1 Eylül 2021

Küçük İtalya 1 ve 2

 

Genç Alman teknik direktörlerin büyük sükse yaptığı bir dönemden geçerken Türkiye, 32 yaşında bir teknik adamla tanıştı geçen sezon. Alanyaspor’da Çağdaş Atan’ın yardımcılığını yapan Francesco Farioli’yi eski kulübüne tavsiye eden İtalya’ya transfer olduğu ilk formasını giydiği Sassuolo da onunla çalışan Merih Demiral’dı. Floransa Üniversitesi’nde felsefe eğitimi alan Farioli o dönemde genç bir kaleciydi, sahadaki kariyeri ancak üçüncü ligde son buldu ama Socrates, Kant, Bacon ve Sartre okuyan genç İtalyan futbolla felsefeyi bitirme tezinde buluşturup kendisine yeni bir kariyer kapısı açtı. “Oyunun felsefesi, futbolda estetik ve kalecinin rolü” yazıyordu tezinin giriş sayfasında. Hayatını değiştiren adam Çizme’de son yılların yükselen futbol aklı De Zerbi oldu. Farioli artık onun teknik ekibinde kaleci antrenörüydü ama daha fazlasını istiyordu…

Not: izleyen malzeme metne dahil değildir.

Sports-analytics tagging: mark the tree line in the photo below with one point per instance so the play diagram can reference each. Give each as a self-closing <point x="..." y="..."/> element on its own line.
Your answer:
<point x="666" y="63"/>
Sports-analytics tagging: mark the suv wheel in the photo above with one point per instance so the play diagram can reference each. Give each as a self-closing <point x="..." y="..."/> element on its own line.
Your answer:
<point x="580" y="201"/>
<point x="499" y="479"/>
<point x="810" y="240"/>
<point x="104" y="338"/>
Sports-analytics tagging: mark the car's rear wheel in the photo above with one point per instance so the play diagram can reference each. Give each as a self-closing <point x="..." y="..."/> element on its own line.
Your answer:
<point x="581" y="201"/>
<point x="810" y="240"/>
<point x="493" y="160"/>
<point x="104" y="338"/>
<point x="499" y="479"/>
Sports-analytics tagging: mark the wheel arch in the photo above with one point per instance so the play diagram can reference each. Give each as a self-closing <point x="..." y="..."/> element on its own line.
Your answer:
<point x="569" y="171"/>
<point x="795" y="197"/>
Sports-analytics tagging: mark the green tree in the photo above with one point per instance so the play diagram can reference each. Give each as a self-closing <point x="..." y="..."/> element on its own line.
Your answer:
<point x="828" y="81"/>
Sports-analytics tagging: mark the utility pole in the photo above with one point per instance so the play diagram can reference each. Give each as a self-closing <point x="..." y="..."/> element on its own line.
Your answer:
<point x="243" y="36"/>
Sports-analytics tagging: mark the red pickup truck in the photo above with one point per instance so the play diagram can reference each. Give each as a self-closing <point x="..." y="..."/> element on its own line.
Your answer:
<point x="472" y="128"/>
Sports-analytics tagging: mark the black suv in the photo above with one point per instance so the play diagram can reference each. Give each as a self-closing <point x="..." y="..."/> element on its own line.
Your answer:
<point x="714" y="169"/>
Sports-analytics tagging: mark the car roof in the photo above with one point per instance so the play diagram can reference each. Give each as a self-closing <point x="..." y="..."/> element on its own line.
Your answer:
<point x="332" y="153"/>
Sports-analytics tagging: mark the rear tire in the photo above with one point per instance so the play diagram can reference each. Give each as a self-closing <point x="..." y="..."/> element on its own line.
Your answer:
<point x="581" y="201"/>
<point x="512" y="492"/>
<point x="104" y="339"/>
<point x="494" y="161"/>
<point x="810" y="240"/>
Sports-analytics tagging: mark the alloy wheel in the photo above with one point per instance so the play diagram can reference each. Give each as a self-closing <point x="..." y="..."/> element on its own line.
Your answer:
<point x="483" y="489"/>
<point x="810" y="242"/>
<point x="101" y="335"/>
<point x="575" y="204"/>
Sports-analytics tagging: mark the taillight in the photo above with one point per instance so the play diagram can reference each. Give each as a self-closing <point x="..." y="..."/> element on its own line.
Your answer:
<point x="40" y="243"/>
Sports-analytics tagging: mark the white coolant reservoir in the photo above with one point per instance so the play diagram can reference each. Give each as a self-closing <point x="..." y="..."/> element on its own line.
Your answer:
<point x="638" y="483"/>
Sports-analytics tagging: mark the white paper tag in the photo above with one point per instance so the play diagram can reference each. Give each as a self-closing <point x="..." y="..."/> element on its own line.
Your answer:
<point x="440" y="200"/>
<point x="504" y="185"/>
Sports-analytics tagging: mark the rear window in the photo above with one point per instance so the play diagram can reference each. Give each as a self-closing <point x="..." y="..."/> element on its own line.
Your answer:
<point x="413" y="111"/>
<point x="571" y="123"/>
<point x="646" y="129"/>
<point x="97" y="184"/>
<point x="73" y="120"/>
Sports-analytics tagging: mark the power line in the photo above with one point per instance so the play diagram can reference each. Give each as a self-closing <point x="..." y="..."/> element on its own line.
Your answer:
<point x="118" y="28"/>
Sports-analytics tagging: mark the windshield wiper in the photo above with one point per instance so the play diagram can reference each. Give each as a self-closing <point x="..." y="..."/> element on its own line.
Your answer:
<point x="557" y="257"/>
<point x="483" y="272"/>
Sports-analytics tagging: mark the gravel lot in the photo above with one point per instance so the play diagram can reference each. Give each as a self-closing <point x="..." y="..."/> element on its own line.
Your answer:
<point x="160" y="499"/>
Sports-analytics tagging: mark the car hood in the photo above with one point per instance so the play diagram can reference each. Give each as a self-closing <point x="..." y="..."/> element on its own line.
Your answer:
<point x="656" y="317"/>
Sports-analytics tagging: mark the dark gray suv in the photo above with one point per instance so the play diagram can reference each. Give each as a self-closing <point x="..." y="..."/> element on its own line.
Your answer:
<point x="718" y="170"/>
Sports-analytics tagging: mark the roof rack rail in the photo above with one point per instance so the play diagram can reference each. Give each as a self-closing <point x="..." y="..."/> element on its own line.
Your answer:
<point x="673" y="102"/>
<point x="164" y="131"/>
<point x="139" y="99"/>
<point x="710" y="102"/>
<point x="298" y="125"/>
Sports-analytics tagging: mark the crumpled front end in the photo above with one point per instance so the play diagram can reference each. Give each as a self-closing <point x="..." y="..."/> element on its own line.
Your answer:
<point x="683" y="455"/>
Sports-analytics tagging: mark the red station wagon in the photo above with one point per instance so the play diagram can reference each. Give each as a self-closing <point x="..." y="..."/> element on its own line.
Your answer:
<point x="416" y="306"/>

Geçen sezon Alanya’nın pas oyununda, defanstan topla çıkışlarda çizdiği oyunlar memleketin en önemli futbol akıllarından birinin radarına takıldı. Karagümrük Başkan Süleyman Hurma… Ligin yeni takımının transfer politikası tesadüfler üzerine kurulu değildi. Süleyman Hurma geçmişteki sportif direktörlük tecrübesiyle transferlerde yüz yüze görüşmeyi yapan adamdı. Önce kaleci Viviano geldi. Onun ardından Serie A yıllarında yeteri kadar İtalyanlaşmış bir Arjantinli maestro: Lucas Biglia’nın imzası sonrasında İtalya operasyonu devam etti. Bu sezon takımdan ayrılan bir başka Arjantinli Lucas Castro da Serie A’da dört takımda forma giymişti. Şilili Jorquera, ara transferde Genoa ve Milan geçmişi olan Bertolacci ve Premier Lig’de 3 takım forması da giyen eski Roma ve Milanlı Fabio Borini. İstanbul’da “Küçük İtalya” projesinin başına uygun teknik adam arayan Süleyman Hurma’nın yolu Francesco Farioli ile böyle kesişti. Serie A’dan gelen oyuncularla dil bariyeri olmayan, genç, iştahlı, bilgili ve sürekli olarak kendini geliştiren bir teknik adam… Bu sezon Udinese, Roma ve Juventus formaları giymiş tecrübeli Faslı stoper Medhi Benatia ve yolu 4 yıl önce Atalanta’tan geçen Sırp santrfor Aleksandar Pesic ile Serie A patentli futbolcu sayısı yükselirken bu proje belki de Süper Lig’in bir başka takımı için ilham kaynağı oldu.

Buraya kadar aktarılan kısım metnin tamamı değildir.